Il est toujours intéressant de voir surgir les donneurs de leçons. En général, ils viennent un peu tard, et ils refont l’histoire. Ils savaient en effet déjà tout à l’avance. Par exemple, que les conditions de vie dans les Ehpad sont souvent peu attrayantes. Puisqu’ils le savaient déjà, que n’ont-ils usé de leur savoir plus tôt, pour changer cet état de choses ? La question des conditions et du sens même de vies parfois prolongées pour l’essentiel par un encadrement médical et social est une question posée depuis longtemps. J’ai déjà entendu des personnes âgées la poser. J’en ai aussi entendu demander pourquoi on ne leur permettait pas d’en finir plus vite.

Cela dit, toute personne de plus de 70 ans, même affectée de telle ou telle déficience, n’est pas forcément virtuellement morte. Dans l’hypothèse d’un libre-échange avec le virus, c’est le virus qui aurait fait le tri - sans parler des moins de 70 ans, car il y en a tout de même quelques-uns. Cela se comprendrait si nous n’avions pas tout de même quelques moyens de protection. Il y a un cercle vicieux qui est celui de notre technoscience médicale. Plus nous savons soigner, plus il y a d’affections complexes et rebelles, et moins nous pouvons laisser faire une nature - dont on ne sait que trop dans quel pauvre état elle se trouve en général.

Mais c’est bien de nature que parlent sans le dire les néoviralistes : une sage disposition naturelle permet de liquider les virus en liquidant les inutiles et malheureux vieillards.

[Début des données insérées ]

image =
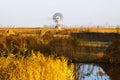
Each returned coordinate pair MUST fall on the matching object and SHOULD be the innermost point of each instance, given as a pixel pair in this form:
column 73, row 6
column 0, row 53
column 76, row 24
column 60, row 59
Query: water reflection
column 90, row 72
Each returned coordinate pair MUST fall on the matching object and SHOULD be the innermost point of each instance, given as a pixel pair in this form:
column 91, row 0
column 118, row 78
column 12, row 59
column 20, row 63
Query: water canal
column 91, row 71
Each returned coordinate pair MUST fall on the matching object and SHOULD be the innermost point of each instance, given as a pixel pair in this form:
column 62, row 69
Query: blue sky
column 75, row 12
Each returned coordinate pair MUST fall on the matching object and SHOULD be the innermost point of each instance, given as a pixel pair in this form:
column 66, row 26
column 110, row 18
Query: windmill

Pour un peu on nous dirait que ça pourrait bien fortifier l’espèce. Et c’est cela qui est intellectuellement malhonnête et politiquement autant que moralement douteux. Car si le problème se loge dans notre technoscience et dans ses conditions socio-économiques de pratique, alors le problème est ailleurs. Il est dans la conception même de la société, de ses finalités et de ses enjeux.

De même, lorsque ces néoviralistes stigmatisent une société incapable de supporter la mort, ils oublient qu’ont disparu tout le naturel et le surnaturel qui permettaient naguère des relations fortes et en somme vivantes avec la mort. La technoscience a décomposé nature et surnature. Nous ne sommes pas devenus des mauviettes : nous avons au contraire imaginé être devenus tout-puissants…

L’ensemble des crises dans lesquelles nous sommes pris - et dont la pandémie de Covid-19 n’est qu’un effet mineur par rapport à bien d’autres - procède de l’extension illimitée du libre usage de toutes les forces disponibles, naturelles et humaines, en vue d’une production qui n’a plus d’autre finalité qu’elle-même et sa propre puissance. Le virus vient à point nous signaler qu’il y a des limites. Mais les néoviralistes sont trop sourds pour l’entendre : ils ne perçoivent que le bruit des moteurs et les crépitements des réseaux. Aussi sont-ils arrogants, pleins de suffisance et incapables du minimum de simple modestie qui s’impose lorsque la réalité est complexe et rétive.

Au fond, ils se comportent tous - même s’ils ne portent pas d’armes - comme ceux qui ailleurs manifestent en public bardés de fusils d’assaut et de grenades contre le confinement. Le virus doit se tordre de rire. Mais il y a plutôt de quoi pleurer, car le néoviralisme sort du ressentiment et mène au ressentiment. Il veut se venger des timides amorces de solidarité et d’exigences sociales qui se manifestent sur des modes nouveaux. Il veut arrêter dans l’œuf toute velléité de changer ce monde auto-infecté. Il veut qu’on ne menace rien de la libre entreprise et du libre-échange, y compris avec les virus. Il veut que ça continue à tourner en rond et à s’enfoncer dans le nihilisme et dans la barbarie que masquent si mal ces prétendues libertés.